Boğazlanan Kaymakam

“Boğazlanan Kaymakam” tanımı ülkemizin gelmiş geçmiş en kültürlü(!) başbakanları arasında yer alan Prof. Dr. Tansu Çiller’e aittir. Kastedilen kişi ise 96 yıl önce gözünü kırpmadan idam sehpasına yürüyen Boğazlayan Kaymakamı Kemal Bey’dir.
Türk tarihi, korkak, sinik, alıngan ve iktidar emrinde kaymakamları değil, cesur, kahraman ve gerektiğinde ülkesinin geleceği için ölüme yürüyen kaymakamları yazmaktadır. Prof. unvanlı cahil başbakanlar onları “boğazlanan kaymakam” olarak ansa bile unutulmazlar.

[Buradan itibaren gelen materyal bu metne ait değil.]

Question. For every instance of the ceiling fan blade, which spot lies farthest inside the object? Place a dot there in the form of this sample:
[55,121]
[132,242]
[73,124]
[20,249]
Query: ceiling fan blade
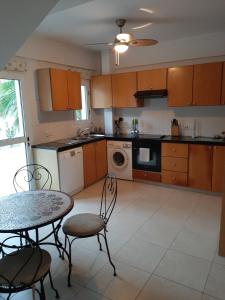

10 Nisan Cuma günü Boğazlayan Kaymakamı Kemal Bey’i sırf batılı emperyalistleri memnun etmek için ölüme gönderilişinin 96. yılında saygı ile andık. Birinci Paylaşım Savaşı sırasında kışkırtılarak Osmanlı Devletini arkadan vurmak için silahlandırılıp ayaklandırılan Ermenilerle yaşanan boğazlaşmanın ilk kurbanı Kaymakam Kemal Bey idi.
İlginçtir, Boğazlayan Kaymakam’ı Kemal beyi anma programı düzenleyen CHP’li Kartal Belediyesinin tören için cep telefonlarımıza çağrı mesajı gönderdiği sırada gazete sayfalarını CHP’nin aday listesinde ön sıraya koyduğu Ermeni asıllı kadın milletvekili adayı Selina Doğan haberleri kaplıyordu.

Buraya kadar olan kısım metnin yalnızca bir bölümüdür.